Otelia Cromwell - Watercolour with some pen & ink, 2.5 in. x 3.5 in.Meet Washington, D.C.'s own Otelia Cromwell, scholar, professor, and long-term inspiration to many. Born in 1874 into a time when the nation's capital boasted the singular (and unusual) highest percentage of educated African Americans in all of the United States; an uncharacteristic atmosphere of relative social equality among Free Blacks and recently-freed Blacks, where great cultural emphasis was placed on literacy --the city was then known as the capital of "Colored Aristocracy." Otelia was born to Lucy McGuinn and John Wesley Cromwell, the first of six children. John Wesley was himself a lawyer, educator, and journalist who instilled in his eldest daughter the values of education as the best path to one's own personal and economic power. John Wesley was a founding member of the Bethel Literary and Historical Association, a forum which boasted W.E.B. Du Bois (see Lesson #1 in this series) and Frederick Douglass (Lesson #2) as occasional guest speakers.

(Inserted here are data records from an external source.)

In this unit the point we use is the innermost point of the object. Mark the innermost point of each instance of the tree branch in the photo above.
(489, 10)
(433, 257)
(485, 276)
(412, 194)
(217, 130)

With a childhood steeped in this kind of exposure, it is little surprise that Otelia took the risk of transferring from Howard University to Smith College (already a prestigious liberal arts college for women), where she excelled in classical studies and from which she eventually graduated in 1900 --making her its first-ever Black woman to matriculate. She pivoted easily into an education career of her own, teaching language studies at the famed M Street School (see Lessons #138 and #145 in this series for more on this particular institution), but eventually turned her attention to postgraduate studies --a brave act in itself given the entrenched segregated systems that surrounded her.

In 1910, Otelia Cromwell first earned her Master's degree from Columbia University, and then in 1926 attained a Ph.D in English from Yale --the first-ever Black woman to earn a doctorate degree from that school. In 1930 she returned to her beloved District of Columbia as a professor of English Language and Literature, at Miner Teachers College (which would later become the University of the District of Columbia); and she herself rose to chair of the literature department. She taught at Miner until her retirement in 1944; editing and publishing many studies during her time there --significantly Readings From Negro Authors for Schools and Colleges (1931), which she co-edited with Du Bois. In 1958 the Harvard University Press published her definitive scholarly work; a study of the life and achievements of Quaker abolitionist and activist Lucretia Mott.

Cromwell's choice of Mott as her subject was no whim; she had long studied Mott's role in shaping women's rights; openly noting the paradox of a nation that paid lip-service to democracy and social equality, but yet demanded a segregated Armed Forces. In many ways Cromwell foresaw the civil rights movements of the 1960's, confidently predicting that her own students would soon find in themselves the strength and perseverance to effect substantive change. Cromwell died in 1972 at the age of 98. In 1989 Smith College instituted the tradition of Cromwell Day; a celebration of Otelia's determined life of quiet but firm barrier-breaking. This day expanded to also include the achievements of Otelia's niece (and fellow Smith alum) Adelaide Cromwell, who would eventually be the first Black professor to be appointed at Smith. The Day is devoted to exploring community partnerships and individual responsibilities to better identify --and address-- structural racism and intrinsic oppression.